Seems like Ta-Ta would be pretty easy for him to pronounce, if you want another variation.

Oh my God. I did this too. My oldest had maybe 10 words, which she used for any and everything. Mama, daddy, cat, milk. The usual roster. And she stayed stuck at 10 words for FOREVER. And then one day I dropped the milk and said "Shit." And she picked it up and used it (accurately) for the next 3 months. And the worst part? There was clearly only room for 10 words right then. So she "lost" one of her words. Which word did she lose? Daddy. He was SO pissed.
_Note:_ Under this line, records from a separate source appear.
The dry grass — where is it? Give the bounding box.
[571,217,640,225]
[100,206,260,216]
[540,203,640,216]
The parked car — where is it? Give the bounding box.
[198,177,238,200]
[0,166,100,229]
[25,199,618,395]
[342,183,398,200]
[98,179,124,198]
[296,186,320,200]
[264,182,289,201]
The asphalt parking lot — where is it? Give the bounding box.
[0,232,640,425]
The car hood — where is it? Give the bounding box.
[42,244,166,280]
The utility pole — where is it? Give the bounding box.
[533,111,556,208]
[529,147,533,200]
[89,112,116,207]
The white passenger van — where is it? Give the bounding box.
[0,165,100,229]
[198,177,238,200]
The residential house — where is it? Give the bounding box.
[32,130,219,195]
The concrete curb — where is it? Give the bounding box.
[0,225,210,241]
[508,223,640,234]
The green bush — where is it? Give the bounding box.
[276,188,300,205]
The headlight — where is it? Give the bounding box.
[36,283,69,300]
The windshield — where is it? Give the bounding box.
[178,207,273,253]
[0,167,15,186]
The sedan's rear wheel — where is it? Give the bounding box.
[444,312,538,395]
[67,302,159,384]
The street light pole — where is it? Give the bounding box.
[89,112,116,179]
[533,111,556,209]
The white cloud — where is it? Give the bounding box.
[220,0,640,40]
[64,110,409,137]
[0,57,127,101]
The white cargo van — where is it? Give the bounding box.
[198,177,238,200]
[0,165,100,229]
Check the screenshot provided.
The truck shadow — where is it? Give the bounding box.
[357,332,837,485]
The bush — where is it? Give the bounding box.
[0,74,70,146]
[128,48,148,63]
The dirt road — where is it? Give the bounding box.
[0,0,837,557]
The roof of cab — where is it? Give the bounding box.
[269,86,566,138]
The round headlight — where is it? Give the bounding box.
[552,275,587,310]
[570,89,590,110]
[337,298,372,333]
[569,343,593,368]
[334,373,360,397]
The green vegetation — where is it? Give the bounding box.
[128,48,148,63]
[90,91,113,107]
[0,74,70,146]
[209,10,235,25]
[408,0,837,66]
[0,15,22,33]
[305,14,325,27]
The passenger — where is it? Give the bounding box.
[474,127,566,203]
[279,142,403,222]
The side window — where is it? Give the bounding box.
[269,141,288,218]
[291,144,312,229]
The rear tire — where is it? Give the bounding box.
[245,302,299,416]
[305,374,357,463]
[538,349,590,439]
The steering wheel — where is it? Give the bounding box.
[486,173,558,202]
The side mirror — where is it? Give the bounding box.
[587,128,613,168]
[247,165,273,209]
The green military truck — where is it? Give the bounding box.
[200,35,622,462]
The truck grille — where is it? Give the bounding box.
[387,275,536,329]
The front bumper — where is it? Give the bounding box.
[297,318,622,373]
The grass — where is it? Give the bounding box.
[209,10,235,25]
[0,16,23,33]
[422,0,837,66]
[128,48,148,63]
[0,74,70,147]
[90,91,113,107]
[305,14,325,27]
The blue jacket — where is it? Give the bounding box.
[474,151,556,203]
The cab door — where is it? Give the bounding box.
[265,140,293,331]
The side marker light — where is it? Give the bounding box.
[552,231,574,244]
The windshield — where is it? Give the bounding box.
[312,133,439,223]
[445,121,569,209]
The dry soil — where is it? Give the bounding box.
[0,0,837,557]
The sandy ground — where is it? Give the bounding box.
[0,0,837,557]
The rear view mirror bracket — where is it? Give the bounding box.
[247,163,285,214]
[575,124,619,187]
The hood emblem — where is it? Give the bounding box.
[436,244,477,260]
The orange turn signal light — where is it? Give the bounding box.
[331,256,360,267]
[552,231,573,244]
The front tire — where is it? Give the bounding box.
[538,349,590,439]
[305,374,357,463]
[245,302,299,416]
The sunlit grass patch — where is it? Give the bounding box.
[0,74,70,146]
She's 4 now and I've been forgiven, but anytime she uses a "bad" word, I get a dirty look.

Well a word is a word. At least he knows what it is :O)

Ha! My then-three year old informed me that a heart-shaped balloon looked like "a pair of boobs" and his first written word (before he even really knew any letters) was "TITS". I reason that he's probably going to be a mighty fine plastic surgeon.

The boy knows what he likes.

Tee hee! Oh be careful with the hoping for speech...once my son started, he hasn't stopped. He's almost 4 now. Sometimes my ears bleed.

Oh, and by-the-way, Happy Belated Birthday!

Ha ha ha!

Oh, the stories you'll be able to use to embarrass him when he's older... ;)

Thank you! I needed the laugh this morning just to remind me that all of us Moms are living our own special bizarro world.

Oh and for the Undomesticated Diva? You are absolutely correct. As the mother of a 13 year old I can attest to the lack of spelling skills in swear word usage. It is just sad.

I'm pretty certain my 3-year-old is all girl, but she still stares at my chest when I get out of the shower and says, "I really just love your boobies, mommy."

Yesterday that was followed up with "When I'm 16 I'll be a grown-up and I'll have a baby and I'll nurse nurse nurse him all the time."

Not if I have anything to do with it...

Just last night my 5 yr old asked me how to spell "sit." Or so I thought. Then he had to correct me and say, "No mommy, SHIT. Like the stuff that comes out of your butt."

Oh.

Well then, it's S-H-I-T. I mean, I do want him to know how to correctly spell whatever profanities he might tag on some bathroom wall. 'Cause otherwise, he might just look uneducated.

Right?

Oh this sounds so much like my not quite 16 month old.... and the biting! What the hell is up with that! I'll be sitting there doing nothing and he decides that he MUST have a bite of my LEG. As he laughs maniacally....And my 3 year old has taken to repeating, "I don't want Bubba to bite me."

He has just a few words of his own, I keep telling myself that boys simply don't speak as soon...

This is when messing with your kid bites you in the ass. Just remember to call it "bum" or you'll be hearing that too!

I think it is safe to assume that he is straight.

My son was talking about my boos this morning. He's almost 4. What is it with men?

Think of it as a launching platform to other words, such as, uh...

tube
rube
jube jube
doob

These are all important words every child needs to know.

(And really, he doesn't need to get to "zits" for a while yet, so you chose the right colloquialism.)

Great first word. Way better than knockers. Get it in the baby book, stat.

He obviously knows the really handy words.